Mango Publishing
- Founded: 2014
- Founder: Christopher McKenney
- Defunct: 2025
- Headquarters location: Miami, Florida
- Distribution: Ingram Publisher Services Raincoast Books Booktopia
- Official website: no longer online

= Mango Publishing =

American independent book publisher

Mango Publishing was an American book publisher founded in 2014. It shut down in late 2025 .

==Company history==
Mango Publishing was founded by Christopher McKenney in 2014 as an independent book publisher in Miami, Florida. In both 2019 and 2020, Mango was named the fastest growing independent publisher in the United States by Publishers Weekly. The company has a revenue sharing model with its authors, where it provides up to 50% of net sales to its writers.

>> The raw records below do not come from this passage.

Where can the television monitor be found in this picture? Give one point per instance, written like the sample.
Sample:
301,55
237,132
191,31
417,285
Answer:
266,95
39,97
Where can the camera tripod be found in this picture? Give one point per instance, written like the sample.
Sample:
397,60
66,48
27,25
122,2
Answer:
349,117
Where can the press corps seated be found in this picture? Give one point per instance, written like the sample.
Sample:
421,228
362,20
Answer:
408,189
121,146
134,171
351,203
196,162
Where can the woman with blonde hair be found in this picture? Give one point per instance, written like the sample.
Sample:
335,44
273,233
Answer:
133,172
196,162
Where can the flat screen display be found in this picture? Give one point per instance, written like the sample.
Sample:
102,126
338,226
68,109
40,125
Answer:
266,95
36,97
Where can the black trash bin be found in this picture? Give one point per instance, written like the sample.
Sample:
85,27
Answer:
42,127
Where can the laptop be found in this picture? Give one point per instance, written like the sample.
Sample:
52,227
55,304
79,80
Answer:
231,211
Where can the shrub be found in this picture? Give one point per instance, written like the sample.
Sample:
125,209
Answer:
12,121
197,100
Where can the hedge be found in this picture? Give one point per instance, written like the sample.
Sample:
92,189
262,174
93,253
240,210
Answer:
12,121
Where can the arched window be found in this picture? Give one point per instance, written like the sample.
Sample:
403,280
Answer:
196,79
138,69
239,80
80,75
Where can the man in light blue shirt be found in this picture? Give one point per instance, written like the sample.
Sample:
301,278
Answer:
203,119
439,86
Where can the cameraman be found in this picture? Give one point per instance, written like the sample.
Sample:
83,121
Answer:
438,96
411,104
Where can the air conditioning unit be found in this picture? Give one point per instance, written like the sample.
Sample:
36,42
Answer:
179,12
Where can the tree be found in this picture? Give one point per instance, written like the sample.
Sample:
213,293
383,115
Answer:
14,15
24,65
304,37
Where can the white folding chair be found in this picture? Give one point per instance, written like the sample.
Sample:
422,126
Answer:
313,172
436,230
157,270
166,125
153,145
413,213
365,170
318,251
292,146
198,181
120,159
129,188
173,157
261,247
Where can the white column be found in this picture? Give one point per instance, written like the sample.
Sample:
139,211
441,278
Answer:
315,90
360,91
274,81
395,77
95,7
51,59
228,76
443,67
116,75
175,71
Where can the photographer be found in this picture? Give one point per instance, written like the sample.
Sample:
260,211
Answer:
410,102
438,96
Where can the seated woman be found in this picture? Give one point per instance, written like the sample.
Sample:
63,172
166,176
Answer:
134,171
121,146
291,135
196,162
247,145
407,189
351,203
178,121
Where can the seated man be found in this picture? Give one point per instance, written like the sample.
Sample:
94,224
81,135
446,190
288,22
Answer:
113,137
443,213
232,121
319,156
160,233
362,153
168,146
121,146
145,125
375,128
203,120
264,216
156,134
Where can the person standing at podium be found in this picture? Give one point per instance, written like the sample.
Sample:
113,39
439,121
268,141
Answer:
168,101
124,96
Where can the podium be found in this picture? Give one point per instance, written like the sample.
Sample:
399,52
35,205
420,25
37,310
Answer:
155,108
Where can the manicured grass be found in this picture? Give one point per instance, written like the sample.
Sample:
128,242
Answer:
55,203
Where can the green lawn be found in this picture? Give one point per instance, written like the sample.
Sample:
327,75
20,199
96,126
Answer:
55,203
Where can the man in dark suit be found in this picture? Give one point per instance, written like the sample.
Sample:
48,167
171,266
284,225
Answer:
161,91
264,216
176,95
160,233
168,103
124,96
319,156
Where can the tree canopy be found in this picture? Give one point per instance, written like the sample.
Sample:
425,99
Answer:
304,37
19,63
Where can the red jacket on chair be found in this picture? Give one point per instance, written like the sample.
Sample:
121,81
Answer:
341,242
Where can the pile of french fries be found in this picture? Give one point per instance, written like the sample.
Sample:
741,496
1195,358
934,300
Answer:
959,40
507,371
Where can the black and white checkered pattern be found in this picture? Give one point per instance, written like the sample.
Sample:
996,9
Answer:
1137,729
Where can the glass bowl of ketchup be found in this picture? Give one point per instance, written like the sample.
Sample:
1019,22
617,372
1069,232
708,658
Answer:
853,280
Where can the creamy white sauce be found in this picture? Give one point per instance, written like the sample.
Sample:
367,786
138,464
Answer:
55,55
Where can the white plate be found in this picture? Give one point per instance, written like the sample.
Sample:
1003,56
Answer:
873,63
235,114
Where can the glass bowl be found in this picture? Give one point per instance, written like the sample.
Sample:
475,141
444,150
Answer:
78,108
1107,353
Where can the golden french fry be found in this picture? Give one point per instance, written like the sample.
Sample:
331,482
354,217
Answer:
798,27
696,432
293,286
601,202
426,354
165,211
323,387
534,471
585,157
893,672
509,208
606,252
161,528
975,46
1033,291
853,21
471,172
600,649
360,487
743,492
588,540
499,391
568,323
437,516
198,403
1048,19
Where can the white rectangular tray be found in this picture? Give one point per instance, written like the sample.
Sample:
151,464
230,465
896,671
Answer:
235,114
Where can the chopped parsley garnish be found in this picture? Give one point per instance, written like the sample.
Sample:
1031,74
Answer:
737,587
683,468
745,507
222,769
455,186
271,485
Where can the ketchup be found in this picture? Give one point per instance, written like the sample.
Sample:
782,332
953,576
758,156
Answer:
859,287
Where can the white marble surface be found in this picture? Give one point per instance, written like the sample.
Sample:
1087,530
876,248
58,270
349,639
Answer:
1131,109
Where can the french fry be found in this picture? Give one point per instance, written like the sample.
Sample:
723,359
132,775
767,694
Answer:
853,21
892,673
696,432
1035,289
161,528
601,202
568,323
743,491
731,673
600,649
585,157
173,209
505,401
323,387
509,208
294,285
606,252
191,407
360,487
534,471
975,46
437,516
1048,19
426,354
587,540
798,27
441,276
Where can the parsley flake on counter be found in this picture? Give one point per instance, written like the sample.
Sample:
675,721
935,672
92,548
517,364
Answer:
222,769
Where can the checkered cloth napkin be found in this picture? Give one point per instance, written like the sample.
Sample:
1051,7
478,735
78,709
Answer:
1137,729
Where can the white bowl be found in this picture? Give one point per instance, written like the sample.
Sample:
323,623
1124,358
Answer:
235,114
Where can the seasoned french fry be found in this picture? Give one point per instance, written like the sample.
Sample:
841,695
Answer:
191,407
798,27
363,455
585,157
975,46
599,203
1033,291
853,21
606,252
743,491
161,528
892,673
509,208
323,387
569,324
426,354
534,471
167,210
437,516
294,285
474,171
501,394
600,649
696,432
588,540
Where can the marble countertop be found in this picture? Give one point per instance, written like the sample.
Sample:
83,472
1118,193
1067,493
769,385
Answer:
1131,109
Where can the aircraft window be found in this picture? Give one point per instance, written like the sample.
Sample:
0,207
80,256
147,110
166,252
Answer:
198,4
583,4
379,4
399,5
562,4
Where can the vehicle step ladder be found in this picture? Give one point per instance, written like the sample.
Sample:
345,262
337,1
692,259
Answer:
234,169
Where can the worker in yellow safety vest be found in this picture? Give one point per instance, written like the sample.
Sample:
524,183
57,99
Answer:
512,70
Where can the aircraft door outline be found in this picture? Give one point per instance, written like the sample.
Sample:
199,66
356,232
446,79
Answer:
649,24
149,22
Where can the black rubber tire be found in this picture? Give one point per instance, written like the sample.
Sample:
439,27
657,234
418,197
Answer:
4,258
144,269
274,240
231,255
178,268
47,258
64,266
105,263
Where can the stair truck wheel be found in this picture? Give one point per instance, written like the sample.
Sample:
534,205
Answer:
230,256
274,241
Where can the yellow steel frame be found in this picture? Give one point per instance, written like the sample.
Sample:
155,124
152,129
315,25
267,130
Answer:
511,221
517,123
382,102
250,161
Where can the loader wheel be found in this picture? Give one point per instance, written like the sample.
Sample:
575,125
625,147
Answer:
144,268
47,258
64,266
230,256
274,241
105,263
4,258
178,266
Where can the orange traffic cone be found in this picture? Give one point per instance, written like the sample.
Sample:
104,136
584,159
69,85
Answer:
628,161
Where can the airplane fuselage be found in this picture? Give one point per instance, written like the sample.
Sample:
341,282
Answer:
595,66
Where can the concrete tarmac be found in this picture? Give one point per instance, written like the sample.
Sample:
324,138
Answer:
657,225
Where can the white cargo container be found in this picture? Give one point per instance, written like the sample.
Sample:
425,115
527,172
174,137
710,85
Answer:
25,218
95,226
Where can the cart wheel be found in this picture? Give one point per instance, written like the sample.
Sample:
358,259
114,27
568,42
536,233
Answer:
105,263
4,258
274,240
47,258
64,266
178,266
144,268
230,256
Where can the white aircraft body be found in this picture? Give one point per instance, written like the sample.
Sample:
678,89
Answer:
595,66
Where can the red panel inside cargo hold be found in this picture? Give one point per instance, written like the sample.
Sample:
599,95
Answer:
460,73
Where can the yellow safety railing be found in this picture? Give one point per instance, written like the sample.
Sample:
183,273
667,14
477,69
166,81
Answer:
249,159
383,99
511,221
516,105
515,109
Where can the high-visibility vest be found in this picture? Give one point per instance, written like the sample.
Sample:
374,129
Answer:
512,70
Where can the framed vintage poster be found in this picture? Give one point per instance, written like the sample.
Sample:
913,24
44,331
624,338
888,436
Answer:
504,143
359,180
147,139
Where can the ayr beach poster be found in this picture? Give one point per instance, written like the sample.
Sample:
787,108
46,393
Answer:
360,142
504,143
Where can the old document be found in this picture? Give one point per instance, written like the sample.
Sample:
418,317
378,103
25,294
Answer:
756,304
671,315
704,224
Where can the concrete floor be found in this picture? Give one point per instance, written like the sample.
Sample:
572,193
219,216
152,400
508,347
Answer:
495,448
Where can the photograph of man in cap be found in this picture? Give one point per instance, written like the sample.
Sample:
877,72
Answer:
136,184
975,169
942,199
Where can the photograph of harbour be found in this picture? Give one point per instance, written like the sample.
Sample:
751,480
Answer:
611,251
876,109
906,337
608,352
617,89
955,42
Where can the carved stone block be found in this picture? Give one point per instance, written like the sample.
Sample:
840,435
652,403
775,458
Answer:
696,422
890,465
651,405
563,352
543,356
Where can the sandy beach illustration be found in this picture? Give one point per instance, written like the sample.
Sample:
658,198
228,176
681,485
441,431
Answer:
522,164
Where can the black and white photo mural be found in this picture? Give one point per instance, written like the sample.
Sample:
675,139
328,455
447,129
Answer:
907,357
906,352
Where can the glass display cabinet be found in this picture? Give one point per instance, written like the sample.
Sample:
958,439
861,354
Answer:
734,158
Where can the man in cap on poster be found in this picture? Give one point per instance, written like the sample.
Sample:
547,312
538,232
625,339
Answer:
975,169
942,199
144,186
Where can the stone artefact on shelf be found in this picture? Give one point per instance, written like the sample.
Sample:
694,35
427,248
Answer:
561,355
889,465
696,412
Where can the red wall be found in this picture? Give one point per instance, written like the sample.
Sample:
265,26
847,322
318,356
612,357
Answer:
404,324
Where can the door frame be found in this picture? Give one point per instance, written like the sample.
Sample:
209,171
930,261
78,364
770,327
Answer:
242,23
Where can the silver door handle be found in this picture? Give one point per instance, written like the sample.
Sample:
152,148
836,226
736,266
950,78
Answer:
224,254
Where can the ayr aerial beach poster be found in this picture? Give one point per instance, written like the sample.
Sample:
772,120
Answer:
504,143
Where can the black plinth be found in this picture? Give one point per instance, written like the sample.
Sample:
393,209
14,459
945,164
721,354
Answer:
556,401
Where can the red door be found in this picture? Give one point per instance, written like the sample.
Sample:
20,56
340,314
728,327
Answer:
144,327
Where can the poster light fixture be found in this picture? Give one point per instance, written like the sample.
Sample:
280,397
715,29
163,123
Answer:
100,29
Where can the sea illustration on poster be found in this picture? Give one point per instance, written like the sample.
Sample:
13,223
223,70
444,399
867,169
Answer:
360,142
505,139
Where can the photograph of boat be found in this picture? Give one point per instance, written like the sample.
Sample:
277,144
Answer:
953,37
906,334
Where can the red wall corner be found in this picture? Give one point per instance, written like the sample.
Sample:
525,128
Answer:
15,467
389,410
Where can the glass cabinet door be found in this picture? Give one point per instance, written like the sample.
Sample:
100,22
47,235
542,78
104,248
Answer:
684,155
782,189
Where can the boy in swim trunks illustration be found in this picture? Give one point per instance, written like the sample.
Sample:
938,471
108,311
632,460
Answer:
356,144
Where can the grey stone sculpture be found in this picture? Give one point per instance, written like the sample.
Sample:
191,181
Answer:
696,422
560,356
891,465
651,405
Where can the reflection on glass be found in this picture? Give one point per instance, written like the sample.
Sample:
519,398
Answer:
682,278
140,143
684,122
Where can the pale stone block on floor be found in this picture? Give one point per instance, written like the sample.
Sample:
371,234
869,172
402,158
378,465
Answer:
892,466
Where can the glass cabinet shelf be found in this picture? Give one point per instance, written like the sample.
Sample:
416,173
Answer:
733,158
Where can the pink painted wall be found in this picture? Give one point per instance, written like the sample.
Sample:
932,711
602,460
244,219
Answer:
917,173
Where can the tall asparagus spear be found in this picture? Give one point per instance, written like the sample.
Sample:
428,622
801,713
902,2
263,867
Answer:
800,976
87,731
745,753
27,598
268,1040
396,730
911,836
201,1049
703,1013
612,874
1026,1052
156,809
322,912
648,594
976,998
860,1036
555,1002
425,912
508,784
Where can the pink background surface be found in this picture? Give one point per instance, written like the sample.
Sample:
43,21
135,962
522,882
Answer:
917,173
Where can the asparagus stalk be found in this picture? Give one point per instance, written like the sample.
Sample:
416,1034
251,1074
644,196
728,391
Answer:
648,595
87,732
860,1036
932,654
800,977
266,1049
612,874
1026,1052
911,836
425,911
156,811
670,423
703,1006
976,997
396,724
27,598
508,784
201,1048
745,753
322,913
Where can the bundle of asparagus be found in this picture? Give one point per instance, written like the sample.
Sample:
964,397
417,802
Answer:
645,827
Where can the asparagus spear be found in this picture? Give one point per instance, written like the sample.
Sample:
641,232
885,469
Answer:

There is a second-hand report that the publisher was shut down by its primary creditor, Lake Michigan Credit Union. While public documents do show that the credit union did file against the publisher., there is no public mention of the outcome.

==Books and imprints==
The company publishes books in a variety of genres including non-fiction, young adult, children, self-help, business, science, pop-culture, social justice, LGBTQ, feminism, fiction and poetry. It publishes more than one hundred titles per year. It also partners with companies like Franklin Covey to create add-on books products like themed playing card decks. In 2019 the company acquired Conari Press from Red Wheel/Weiser and in 2020 they acquired Yellow Pear Press. Their additional imprints include Books and Books Press, FIU Business Press, D.O.P.E (Dreams on Paper Entertainment), the Tiny Press, and Reef Smart Guides from 2018 to 2025.